In China alone, there have been over 120 million media mentions surrounding the outbreak. The biggest challenge faced by citizens is to identify accurate information in a sea of opinions and misleading news. That is why platforms such as Ding Xiang Doctor (丁香医生) have been praised by many for actively dispelling rumours. Ding Xiang Doctor is a health information exchange platform based in China that has been providing in-depth and informative coverage of the epidemic. A trusted voice by Chinese citizens, its impact on calming fears of citizens and providing clarity during this period of turmoil cannot be overstated.




Creating awareness through the media

Apart from finding a cure to the virus, education and awareness become the key actions in the fight against uninformed reactions from the public. With sustained coverage and delivery of factual reportage of information and advisories, the public will gradually understand the rationale of the authorities in enacting certain measures. Efficiency and effectiveness of the measures depend on the public’s cooperation and knowledge of the crisis. 

For example, this virus crisis has emphasised the need for general hygiene and social practices. Surgical masks and hand sanitisers have become necessities in demand. Authorities constantly publish information on how to correctly use masks to improve its efficacy and reiterated the importance of personal hygiene. This information seems to have filtered down to the public domain. Masks, sanitisers and personal hygiene filled the Social media conversation space. There were more than 275,000 mentions of the protective measures and it became a sense of civic duty to inform others in social media. 

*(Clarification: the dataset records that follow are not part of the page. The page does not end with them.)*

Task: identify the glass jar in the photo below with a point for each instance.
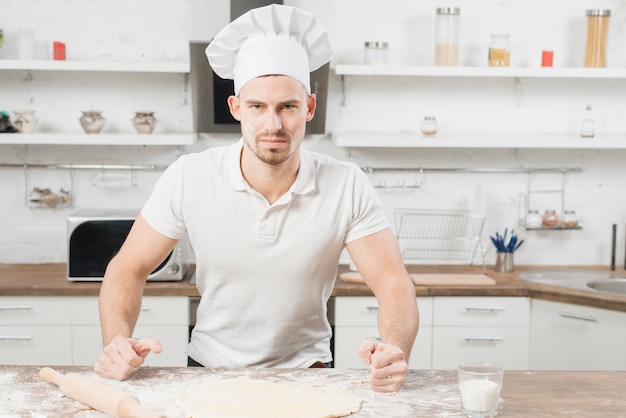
(500, 50)
(429, 126)
(550, 219)
(587, 125)
(447, 22)
(569, 219)
(533, 219)
(597, 27)
(375, 53)
(24, 121)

Meltwater’s Explore highlighted a particular Twitter post by Joel Tay which received the highest rate of engagement in social media. The quirky post was retweeted more than 153,000 times and had 258,000 likes. The young Twitter user took upon himself to introduce the different versions of masks that could be worn to combat the virus. The post also took a light-hearted take on facial masks and explained its irrelevance. Tay also credited the Facebook group which created and shared the informative poster, further expanding the network of information. Befittingly, information and knowledge on how to fight the virus can be as viral as the disease itself. This reflects how society can use both mainstream and social media to influence behavioural patterns in people through discursive information.


Helping One Another Through Facts & the Media

Caution must also be taken when such a powerful tool like social media is accessible to anyone. Contrarily to Tay’s civic-mindedness, another individual may take a stance which breeds contempt and ill-will in the social media realm. Misinformation on the coronavirus outbreak may accelerate panic amongst the public. People blame the origins of the disease and this does not help to alleviate the problem. These actions are counterintuitive in finding solutions to eradicate the problem and help those in need. 

During desperate times such as this outbreak, the human spirit needs to prevail and communication becomes key in finding ways to help one another during a crisis. The media is a vital bridge between people so that factual information can be shared across nations. The first step on that bridge is to reinforce the credibility and responsibility of major media outlets to deliver the correct messages to the people. Subsequently, knowledge and awareness of the audience to examine the integrity of questionable sources will help nullify the adverse effects of fake news. In doing so, we will be able to successfully cross that bridge with courage and cooperation from everyone with the help of the media’s role in calming fears.